The final variable is weather.  We haven’t had truly bad weather on Memorial day weekend sine 2012, though those who were out past day 4 in 2015 would disagree.  Rain, and especially snow, will make things colder and potentially influence both navigation and route selection (due to avy hazard) in the later half of this years course.  The die is set, with the probability of genuinely easy conditions almost nonexistent, but there is still plenty of potential for variation.  You have to show up to know for sure.

5 responses to “You are all going to die”

  1. Dave- hiding this blog post from my wife :)

    I was in the Elkhorn this past weekend and for the most part the snow was pretty good- occasionally breaking through w/ small shoes, BUT I hit an almost two mile stretch where I was busting through every step- sometimes to my knees, sometimes to my waist!!!! It would not take very much of that to completely destroy one’s morale.

    Mike

    1. Yep, a stretch of warmish nights with precip would be the worst case. In 2010 I spent a good part of the day going down Pacific Creek postholing from knee to waist while wearing skis. There was some spacial variability to it but was happening 30-50% of the time. Grim.

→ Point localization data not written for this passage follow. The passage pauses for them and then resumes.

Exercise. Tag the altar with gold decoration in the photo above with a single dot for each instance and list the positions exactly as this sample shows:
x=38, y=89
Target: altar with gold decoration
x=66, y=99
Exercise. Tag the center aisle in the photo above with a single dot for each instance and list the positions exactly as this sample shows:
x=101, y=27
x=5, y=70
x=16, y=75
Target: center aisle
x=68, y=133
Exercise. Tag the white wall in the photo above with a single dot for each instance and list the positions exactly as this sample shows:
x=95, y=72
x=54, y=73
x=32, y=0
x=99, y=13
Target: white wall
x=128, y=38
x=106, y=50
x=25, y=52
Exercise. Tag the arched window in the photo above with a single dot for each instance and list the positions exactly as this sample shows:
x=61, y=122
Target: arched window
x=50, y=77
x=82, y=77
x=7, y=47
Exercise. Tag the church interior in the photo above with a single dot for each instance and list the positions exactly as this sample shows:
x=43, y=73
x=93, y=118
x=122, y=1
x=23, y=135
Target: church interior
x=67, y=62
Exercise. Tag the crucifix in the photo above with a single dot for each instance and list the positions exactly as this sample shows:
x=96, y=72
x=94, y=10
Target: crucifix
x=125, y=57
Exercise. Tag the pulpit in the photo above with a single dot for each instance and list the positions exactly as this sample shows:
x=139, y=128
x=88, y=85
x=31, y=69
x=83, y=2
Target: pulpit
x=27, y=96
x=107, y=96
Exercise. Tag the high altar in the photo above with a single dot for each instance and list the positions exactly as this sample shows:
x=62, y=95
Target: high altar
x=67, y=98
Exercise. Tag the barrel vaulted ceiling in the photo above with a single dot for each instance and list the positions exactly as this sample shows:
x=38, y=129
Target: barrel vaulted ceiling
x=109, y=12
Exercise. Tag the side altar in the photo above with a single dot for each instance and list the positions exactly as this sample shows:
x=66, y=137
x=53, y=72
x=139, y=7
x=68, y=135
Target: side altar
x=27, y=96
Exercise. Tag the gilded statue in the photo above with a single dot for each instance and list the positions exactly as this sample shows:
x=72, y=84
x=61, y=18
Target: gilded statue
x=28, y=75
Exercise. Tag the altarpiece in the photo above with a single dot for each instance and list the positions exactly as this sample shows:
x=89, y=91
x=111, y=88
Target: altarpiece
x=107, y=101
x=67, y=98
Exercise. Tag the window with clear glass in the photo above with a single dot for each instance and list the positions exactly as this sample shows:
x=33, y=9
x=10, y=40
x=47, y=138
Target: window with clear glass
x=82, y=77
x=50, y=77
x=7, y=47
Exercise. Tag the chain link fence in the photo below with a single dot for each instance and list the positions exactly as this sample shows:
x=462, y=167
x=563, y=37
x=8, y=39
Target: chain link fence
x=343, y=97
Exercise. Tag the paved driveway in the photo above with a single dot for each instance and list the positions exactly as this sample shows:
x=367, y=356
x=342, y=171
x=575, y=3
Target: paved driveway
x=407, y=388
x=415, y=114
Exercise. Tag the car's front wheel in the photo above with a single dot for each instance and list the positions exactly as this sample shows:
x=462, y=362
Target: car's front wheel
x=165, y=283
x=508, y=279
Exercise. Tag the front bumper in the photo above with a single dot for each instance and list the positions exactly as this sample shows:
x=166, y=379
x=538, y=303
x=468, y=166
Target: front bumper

  2. …”Flathead dipped above 14,000 cfs for a few hours…”

    Nein! Nein! Nein! Nein!

    A river can dip BELOW 14,000 cfs but it cannot dip ABOVE that.

    It can surge above, or climb above, or even gush above but in this context it can only dip above something while you are descending to the top of the highest mountain in the world.

    Otherwise wunderbar!

    1. I am vast and contain multitudes.

  3. Stoked! Mounting up the new Voile Objective BC’s this week.